There are a number of reasons to stay in one of Anderson’s Harbour Cottages in autumn and winter, since they are so snuggly, warm and cosy, while you watch the sea from them – and on some days doing wild and exciting things!

Another reason is that the autumns and winter accommodation rates are a fraction of the usual summer rates.  But the best reason … is to have the privilege of seeing the Northern Lights.  Below is an extract from Visit Orkney telling you about this spectacular treat you can indulge in over the romantic, good for the soul months in winter …right on the sea.

Autumn and winter is time for the awe-inspiring Aurora Borealis to light up the sky! Orkney is one of the best places to see the Northern Lights thanks to our location and lack of light pollution – all you need are clear skies, a good view north…and plenty of warm clothing!

The phenomenon, known as the ‘Merry Dancers’ locally, is caused by solar wind from the sun colliding with magnetic particles in the Earth’s atmosphere.

When everything aligns perfectly, people on the ground can be treated to beautiful displays of green, purple and red light, dancing across the night sky.

Take a look at our video of previous northern lights displays in Orkney, captured using timelapse images from local photographers

So how can you make sure you see the Northern Lights in all their glory during your time in Orkney? Unfortunately, we can’t provide a timetable (can you imagine how many tickets we could sell if we could?!), but here are some helpful tips on how to make sure you’re in the right place, at the right time:

Check the weather forecast – if it’s going to be a cloudy night then you won’t see anything, irrespective of the strength of the Aurora.

Do your research – it can be a complicated business, especially if your experience of predicting the perfect solar conditions isn’t entirely up to scratch! That’s why you can let the experts do it for you. Join the excellent Orkney Aurora Group on Facebook for advice and early warning of potential displays. Members post regular updates, as well as some beautiful images and videos.

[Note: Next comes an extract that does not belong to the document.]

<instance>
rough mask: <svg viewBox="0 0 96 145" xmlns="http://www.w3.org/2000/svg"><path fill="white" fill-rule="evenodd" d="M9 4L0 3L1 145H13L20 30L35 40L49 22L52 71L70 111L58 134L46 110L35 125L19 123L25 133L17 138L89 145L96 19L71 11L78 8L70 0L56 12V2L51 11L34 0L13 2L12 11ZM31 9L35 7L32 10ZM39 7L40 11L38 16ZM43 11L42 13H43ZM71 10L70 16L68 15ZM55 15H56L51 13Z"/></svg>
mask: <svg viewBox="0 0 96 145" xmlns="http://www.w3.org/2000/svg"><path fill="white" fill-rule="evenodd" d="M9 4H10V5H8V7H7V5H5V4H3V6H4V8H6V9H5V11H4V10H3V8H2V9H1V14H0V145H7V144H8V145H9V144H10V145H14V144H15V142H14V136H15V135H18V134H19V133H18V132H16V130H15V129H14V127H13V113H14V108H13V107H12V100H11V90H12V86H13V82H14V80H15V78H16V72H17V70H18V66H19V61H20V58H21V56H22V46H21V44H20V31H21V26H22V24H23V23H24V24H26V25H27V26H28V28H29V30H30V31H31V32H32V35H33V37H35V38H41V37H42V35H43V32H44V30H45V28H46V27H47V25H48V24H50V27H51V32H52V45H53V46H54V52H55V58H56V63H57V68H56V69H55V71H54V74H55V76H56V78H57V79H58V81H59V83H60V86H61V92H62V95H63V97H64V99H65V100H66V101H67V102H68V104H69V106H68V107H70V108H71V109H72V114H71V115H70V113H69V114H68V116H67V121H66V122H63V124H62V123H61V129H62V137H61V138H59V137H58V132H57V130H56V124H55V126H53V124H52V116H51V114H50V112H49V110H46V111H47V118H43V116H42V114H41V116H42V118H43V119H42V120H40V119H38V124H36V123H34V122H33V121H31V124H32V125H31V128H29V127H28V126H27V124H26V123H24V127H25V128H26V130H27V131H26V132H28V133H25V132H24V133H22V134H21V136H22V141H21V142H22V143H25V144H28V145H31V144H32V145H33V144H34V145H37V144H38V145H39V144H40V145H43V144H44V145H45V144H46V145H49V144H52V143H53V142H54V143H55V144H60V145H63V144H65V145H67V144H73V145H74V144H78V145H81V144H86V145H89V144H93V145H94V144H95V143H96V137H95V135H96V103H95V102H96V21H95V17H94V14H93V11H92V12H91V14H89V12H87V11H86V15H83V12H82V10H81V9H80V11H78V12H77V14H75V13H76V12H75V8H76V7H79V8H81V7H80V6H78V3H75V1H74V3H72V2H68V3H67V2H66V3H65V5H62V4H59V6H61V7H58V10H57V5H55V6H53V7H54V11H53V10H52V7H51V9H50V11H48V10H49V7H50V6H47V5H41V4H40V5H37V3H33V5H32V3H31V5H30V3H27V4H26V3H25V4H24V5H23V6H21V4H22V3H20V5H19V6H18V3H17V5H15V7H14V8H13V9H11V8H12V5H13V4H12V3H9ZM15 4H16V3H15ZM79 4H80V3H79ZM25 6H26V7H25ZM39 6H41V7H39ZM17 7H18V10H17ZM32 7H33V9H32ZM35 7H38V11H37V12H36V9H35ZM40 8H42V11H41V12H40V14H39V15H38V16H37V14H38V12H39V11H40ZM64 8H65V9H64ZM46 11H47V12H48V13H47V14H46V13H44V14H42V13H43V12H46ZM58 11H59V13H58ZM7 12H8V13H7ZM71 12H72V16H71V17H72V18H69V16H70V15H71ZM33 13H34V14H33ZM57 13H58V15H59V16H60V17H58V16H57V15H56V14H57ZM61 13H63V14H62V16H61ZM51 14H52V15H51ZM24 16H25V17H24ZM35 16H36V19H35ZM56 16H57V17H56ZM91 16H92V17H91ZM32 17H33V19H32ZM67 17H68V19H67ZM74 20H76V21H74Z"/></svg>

Other options are available too. You can visit the Space Weather Live website, or sign up for alerts from Aurorawatch UK.

Pack your bags – if you’re going to take your Aurora hunting seriously, you might be out and about for a while! It’s very much an outdoor activity, so we’d recommend plenty of layers and a good, warm hat. A flask with a hot drink is advisable, and some supplies to keep your energy up are vital – especially if it’s one of those nights when the Dancers don’t dim until the early hours of the morning!

Set your camera – sometimes what you can see with the naked eye can vary massively from the colours your camera can pick up. Sometimes a dull, green glow in the distance can be a beautiful display of colour on your camera’s viewfinder. Getting to grips with your settings is the hard part – luckily the Orkney Aurora Group has provided this handy guide.

Pick your location – there are so many perfect places to watch the Northern Lights in Orkney. How about one of our famous ancient sites? Or from a stunning beach, with the rolling waves as a soundtrack to the show? Orkney’s north isles are perhaps the ideal locations, with very little light pollution and low-lying landscapes, giving uninterrupted views.

Have a look at some of these images for location inspiration…

Northern Lights from Ness Beach, Shapinsay, Orkney - image by Callum Orr

Aurora above Kirbister Loch in Orphir - image by John Wishart

Mirrie Dancers above the Standing Stones of Stenness, Orkney - image by John Wishart

The Italian Chapel, Orkney - image by Pawel Kuzma

Aurora at Hammars Hill, Orkney - image by Mark Ferguson

Aurora over Deerness, Orkney - image by Premysl Fojtu

Other popular places include: the Brough of Birsay, the Broch of Gurness, Inganess Bay, the Ring of Brodgar and Wideford Hill. All of these locations have clear views north and nearby parking. Pick your spot, cross your fingers and then sit back and enjoy the beautiful northern lights during our cold, clear northern nights.